J'aborde avec défiance le récit de cette nouvelle période de ma vie.

En retraçant les événements qui se sont succédé depuis mon enfance jusqu'à mon mariage, et depuis mon mariage jusqu'au moment où M. de Lancry m'abandonna si cruellement pour aller rejoindre Ursule à Paris, je pouvais me confier sans crainte à tous mes souvenirs, à toutes les impressions qu'ils réveillaient: je n'avais rien à me taire, rien à me déguiser à moi-même: la sincérité m'était facile.

Je n'avais à me reprocher que l'exagération de quelques généreuses qualités; je l'avais dit à M. de Lancry, je reconnaissais moi-même que mes douleurs passées ne pouvaient me gagner aucune sympathie, en admettant que le monde les eût connues, car j'avais manqué d'énergie, de dignité dans ma conduite avec lui.

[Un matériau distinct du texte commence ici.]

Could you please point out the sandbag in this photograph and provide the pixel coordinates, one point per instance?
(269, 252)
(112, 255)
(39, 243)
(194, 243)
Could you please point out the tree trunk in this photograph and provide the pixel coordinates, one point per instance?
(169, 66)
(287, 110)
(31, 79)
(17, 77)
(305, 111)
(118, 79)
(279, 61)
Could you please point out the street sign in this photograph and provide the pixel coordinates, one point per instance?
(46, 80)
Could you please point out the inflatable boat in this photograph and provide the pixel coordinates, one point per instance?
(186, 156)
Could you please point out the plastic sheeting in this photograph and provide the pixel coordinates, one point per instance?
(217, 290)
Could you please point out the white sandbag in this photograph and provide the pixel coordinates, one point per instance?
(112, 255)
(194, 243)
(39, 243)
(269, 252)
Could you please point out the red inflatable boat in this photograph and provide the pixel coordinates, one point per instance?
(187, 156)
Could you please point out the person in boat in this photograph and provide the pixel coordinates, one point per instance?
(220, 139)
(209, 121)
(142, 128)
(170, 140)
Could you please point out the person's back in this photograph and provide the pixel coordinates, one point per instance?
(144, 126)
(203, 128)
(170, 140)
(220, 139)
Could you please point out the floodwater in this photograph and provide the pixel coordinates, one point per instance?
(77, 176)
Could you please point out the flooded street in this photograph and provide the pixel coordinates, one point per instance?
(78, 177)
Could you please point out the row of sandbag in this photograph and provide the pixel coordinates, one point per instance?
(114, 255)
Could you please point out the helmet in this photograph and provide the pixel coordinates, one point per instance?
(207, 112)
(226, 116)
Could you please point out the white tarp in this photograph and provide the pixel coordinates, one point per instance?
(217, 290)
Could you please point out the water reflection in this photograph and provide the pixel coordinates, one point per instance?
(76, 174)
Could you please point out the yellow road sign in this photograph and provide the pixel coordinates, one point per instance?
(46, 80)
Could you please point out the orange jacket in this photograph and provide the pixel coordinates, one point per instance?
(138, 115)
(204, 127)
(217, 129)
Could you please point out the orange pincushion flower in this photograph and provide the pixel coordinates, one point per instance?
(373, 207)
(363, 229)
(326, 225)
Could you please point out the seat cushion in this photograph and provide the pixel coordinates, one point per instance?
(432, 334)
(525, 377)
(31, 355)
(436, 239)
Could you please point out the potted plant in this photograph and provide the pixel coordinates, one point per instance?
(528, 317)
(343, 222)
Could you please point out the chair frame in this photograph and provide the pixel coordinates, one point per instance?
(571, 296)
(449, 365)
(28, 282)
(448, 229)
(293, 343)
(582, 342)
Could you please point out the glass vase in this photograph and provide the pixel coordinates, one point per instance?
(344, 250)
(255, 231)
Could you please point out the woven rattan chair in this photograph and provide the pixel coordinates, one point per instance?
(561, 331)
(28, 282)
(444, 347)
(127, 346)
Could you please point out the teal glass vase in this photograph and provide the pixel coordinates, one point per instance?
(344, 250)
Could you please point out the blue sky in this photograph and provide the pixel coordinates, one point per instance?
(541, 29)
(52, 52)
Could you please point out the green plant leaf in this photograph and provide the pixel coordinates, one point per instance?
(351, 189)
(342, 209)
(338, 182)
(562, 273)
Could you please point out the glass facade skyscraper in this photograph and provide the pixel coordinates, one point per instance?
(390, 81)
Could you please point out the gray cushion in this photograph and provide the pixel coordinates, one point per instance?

Je m'étais toujours aveuglément soumise, lâchement résignée; je n'avais su que pleurer, que souffrir... et la souffrance n'est pas plus une vertu que les larmes ne sont un langage.

Souffrir pour une noble cause, cela est grand et beau; humblement endurer le mépris et les outrages d'un être indigne, c'est une honteuse faiblesse qui excitera peut-être une froide pitié, jamais un touchant intérêt.